Variety choice and planting dates are two key factors that drive soybean yield.
On this episode of RealAgriculture’s Soybean School, host Bernard Tobin asks whether later-maturing soy varieties are required for the highest yields and whether growers should plant soybeans before corn. For some answers, Tobin is joined by Michigan State University soybean educator Mike Staton and Ontario Ministry of Agriculture, Food and Rural Affairs soybean specialist Horst Bohner. They both addressed these questions during their presentation at the Ontario Agricultural Conference earlier this month at Ridgetown, Ont.
After looking at long-term Michigan data, Staton says growers who plant the best yielding, adapted varieties for a maturity group in mid-May, should expect top yields.
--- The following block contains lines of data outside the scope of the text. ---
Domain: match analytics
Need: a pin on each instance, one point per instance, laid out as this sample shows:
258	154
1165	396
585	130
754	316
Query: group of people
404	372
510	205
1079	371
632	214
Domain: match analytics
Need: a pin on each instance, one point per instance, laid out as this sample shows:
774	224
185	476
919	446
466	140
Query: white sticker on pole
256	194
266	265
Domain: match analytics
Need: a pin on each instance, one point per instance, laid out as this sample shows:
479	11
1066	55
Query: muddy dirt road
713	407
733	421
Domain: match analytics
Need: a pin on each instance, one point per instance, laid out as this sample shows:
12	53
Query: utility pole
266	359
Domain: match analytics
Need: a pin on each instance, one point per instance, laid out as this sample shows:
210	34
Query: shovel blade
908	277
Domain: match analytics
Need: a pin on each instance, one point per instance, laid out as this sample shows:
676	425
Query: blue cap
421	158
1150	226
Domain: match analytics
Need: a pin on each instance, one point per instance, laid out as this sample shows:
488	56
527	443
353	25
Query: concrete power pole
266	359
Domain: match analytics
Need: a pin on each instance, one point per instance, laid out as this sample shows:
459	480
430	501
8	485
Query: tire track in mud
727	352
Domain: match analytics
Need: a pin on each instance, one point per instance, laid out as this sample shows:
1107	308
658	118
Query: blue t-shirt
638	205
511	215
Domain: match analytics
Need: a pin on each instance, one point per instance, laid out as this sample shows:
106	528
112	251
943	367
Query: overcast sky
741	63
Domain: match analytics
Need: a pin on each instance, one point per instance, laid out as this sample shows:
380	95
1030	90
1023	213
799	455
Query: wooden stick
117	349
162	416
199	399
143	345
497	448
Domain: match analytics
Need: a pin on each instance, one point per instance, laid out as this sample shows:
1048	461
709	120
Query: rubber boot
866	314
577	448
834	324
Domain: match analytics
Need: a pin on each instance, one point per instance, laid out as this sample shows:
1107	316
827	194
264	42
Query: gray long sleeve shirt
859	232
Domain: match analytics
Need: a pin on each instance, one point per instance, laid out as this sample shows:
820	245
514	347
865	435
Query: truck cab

If growers want to plant earlier, however, full-season beans have an opportunity to shine and produce higher yields, but there are risks, including late-season frost and immaturity. The risk-reward analysis indicates a couple of bushel increase. Growers need to decide if that’s worth it, says Staton.
Both Bohner and Staton also reviewed the latest data from planting research on whether growers should plant corn or soybeans first when they hit the field in the spring.
“So far the data is pretty clear that both corn and soybeans do well planted early,” says Bohner. “I think it depends on whether or not you’re worried about plant stands and other factors. But from a yield perspective, it’s working pretty well… until we have that big frost.”
Research out of Michigan indicates a 2.3 bu/ac advantage for early-planted soybeans. “It includes some really ultra early planting, maybe even as early as late March and first week of April, says Staton. He notes that one research location did see a loss of 6.5 bu/ac., but that was just one out of more than 20 locations, and overall, the story has been very positive. “I think Horst and I agree that agronomically, planting date is one of the biggest things that we can do to manage our yield potential.”